Today, Representative Paul Ryan (R-Wisc.) is slated to arrive on campus to speak at the 2012 Whittington Lecture, Georgetown Public Policy Institute’s annual event designed to promote education and awareness about policy issues. Since the announcement of his speech, Ryan has sparked controversy among the University’s Jesuit community over his use of Catholic social teaching in support of his budget policies. In anticipation of his presence on campus, Fr. Thomas Reese wrote a letter to Ryan on behalf of Georgetown’s Jesuit scholars, challenging his use of Catholic social teaching to defend his budget and its destructive impact on the poor.
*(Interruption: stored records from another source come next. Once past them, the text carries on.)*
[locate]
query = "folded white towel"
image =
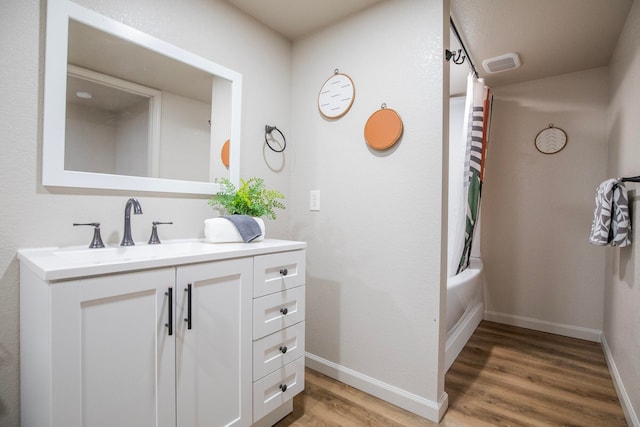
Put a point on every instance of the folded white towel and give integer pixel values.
(221, 230)
(611, 222)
The letter, which as of Wednesday was signed by over 90 Georgetown faculty members across numerous disciplines, welcomes Ryan and his visit as an opportunity for discourse regarding the role of Catholic social teaching in public policy. “Even though Paul Ryan [and his budget have] been criticized by US bishops,” said Reese, “we’re not saying he can’t be here, but what we are saying is he cannot use Catholic social teaching as a cover, or as an excuse, for a budget that cuts programs for the poor. We’re telling students, buyer beware…think critically as you’re listening to all he has to say.”
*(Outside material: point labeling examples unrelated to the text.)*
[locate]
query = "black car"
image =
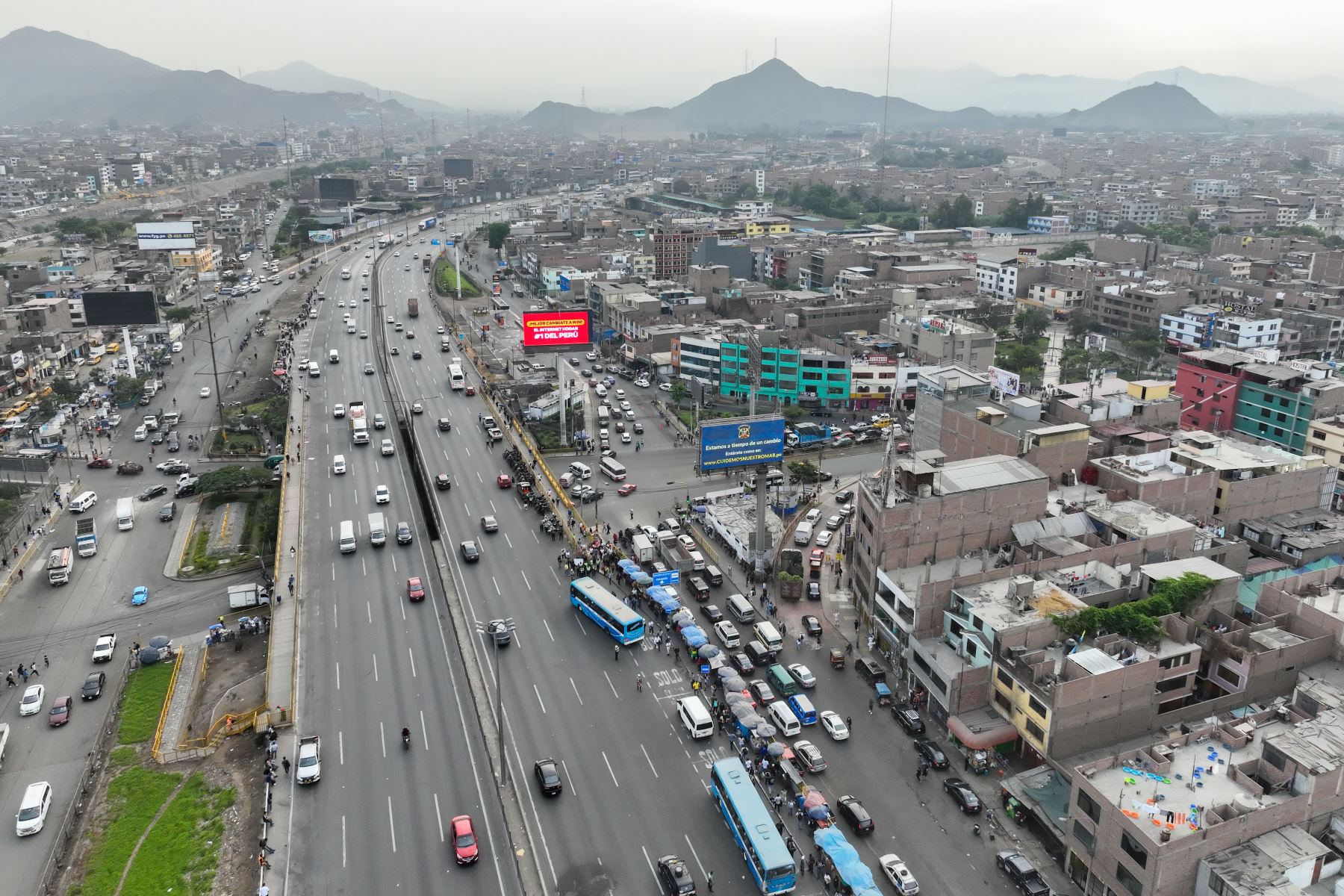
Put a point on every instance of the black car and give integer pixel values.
(853, 813)
(675, 876)
(961, 794)
(549, 777)
(932, 753)
(907, 718)
(93, 685)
The letter goes after what they view as the un-Christian aspects of Ryan’s policies. “Your budget appears to reflect the values of your favorite philosopher, Ayn Rand, rather than the Gospel of Jesus Christ,” it reads. Fr. Reese described Ryan’s embrace of Rand as “really remarkable.” “I mean, this woman was very anti-religion and anti-compassion or serving the poor,” he said. “Her philosophy is based on selfishness, and almost pure libertarianism.”

Fr. Reese also criticizes Ryan’s interpretation of Catholic social teaching. “This is where he uses the term ‘subsidiarity,’ Catholic social teaching very much wants things done at the lowest level possible—but the word possible is important there,” he said. “And when something can’t be dealt with at the lowest level possible, then institutions at a higher level have a responsibility to step in and do something.”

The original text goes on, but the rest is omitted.